Sciences and the Tower of Babel

Sciences and the Tower of Babel August 23, 2013

I am not a scientist, but I respect science. I respect science so long as science does what science can do. I disrespect science when science pretends to do what it can’t. That is, I respect science until it builds its own Tower of Babel.

Science does what science can do. I love that. It can discover and it can find and it can see and it can observe and it can induce. It can tell me why a tomato, a juicy red one through and through can generate potent, pleasing reactions on my tongue and make a (turkey) bacon, chard and tomato sandwich pleasurable. It can take us to the moon and back, and it can see things and discern things on the moon that will perhaps change life here on Planet Earth.

But science goes Babel on us when it tells us that because pleasure is in the frontal cortex it is nothing but chemical reaction; science goes Babel on us when it denies the glorious mysteries of beauty, of the eye of faith, and the splendor of perceptions.

“Science,” Marilynne Robinson tells us in When I Was a Child I Read Books, “can give us knowledge, but it cannot give us wisdom” (18). Robinson, as you may know, is hardly against science; she’s all for it… as long as it does not build its own Tower of Babel.

Anthropologists tell us, in their own Babel-building, that religions are all alike, that they are myth-building edifices drawn up by humans who can’t otherwise explain something. So for them — I’m reading Robinson so I’ll quote her again — “religion is intrinsically a crude explanation strategy that should be dispelled and supplanted by science” (15).

Pshaw! When I look into the Scientific American I don’t lose faith; I praise God and find the glories and grandeurs of God ever more immense and unfathomable. The more we learn, we learn in college, the more we don’t know — and the more science we learn, the higher  Babel goes? That’s just hybris. The more we learn about this world the bigger and more minute and more intricate God becomes.

There is, she says, “a tendency to fit a tight and awkward carapace of definition over humankind, and try to trim the living creature to fit the dead shell” (7). Indeed. There’s an attempt to contain the glories of nature in the wineskin but sure as we are sitting here that skin will burst when the next Scientific American is read. Where she’s got this in her grip is right here: “The assumption persists among us still, vigorous as ever, that if a thing can be ‘explained,’ associated with a physical process, it has been excluded from the category of the spiritual” (9-10). That, my friends, is to fall for the error of the Manichees — to pose the world as either spiritual or physical. The Christian Story, my friends, is that these go together — God and Us, God and Human, spirit and matter, body and soul.

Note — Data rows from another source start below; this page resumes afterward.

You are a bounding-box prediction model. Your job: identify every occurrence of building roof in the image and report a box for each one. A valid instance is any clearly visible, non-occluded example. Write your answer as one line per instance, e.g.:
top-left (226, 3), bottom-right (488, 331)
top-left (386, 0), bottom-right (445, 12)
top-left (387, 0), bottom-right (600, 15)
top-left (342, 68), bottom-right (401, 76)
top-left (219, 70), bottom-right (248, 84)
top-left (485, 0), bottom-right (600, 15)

Or, “Religious experience is said to be associated with activity in a particular part of the brain. For some reason this is supposed to imply that it is delusional” (10). This sort of Babel-building will not satisfy the urge and pleasure of beauty.

When science cannot tell me that my wife, Kris, is beautiful to me; when it cannot tell me why a chard leaf with red spines is beautiful; when it cannot tell me why a long iron with a slight draw onto a green banked just so takes the game to a new level; when science cannot tell me why my grandson’s twinkly eye when he sees something magical on the iPad or why my granddaughter brings to the surface in a smile a joy from deep within because of a gaudy pair of Cinderella shoes … when science cannot explain why some things are beautiful, then it needs to do what it does so well and not try to do what it cannot do. What it should not do is build the Tower of Babel all over again. Agamemnon’s pride, Constantine’s arrogance, and Nixon’s insolence are Babel-like, and so too science when it pretends it can do more than it can do.

Religion, too, Marilynne Robinson observes: “Nor can religion [give us wisdom], until it put aside nonsense and distraction and becomes itself again” (18). Should I ask if religion, too, is just as Babel-like when it thinks it can tell science where to go?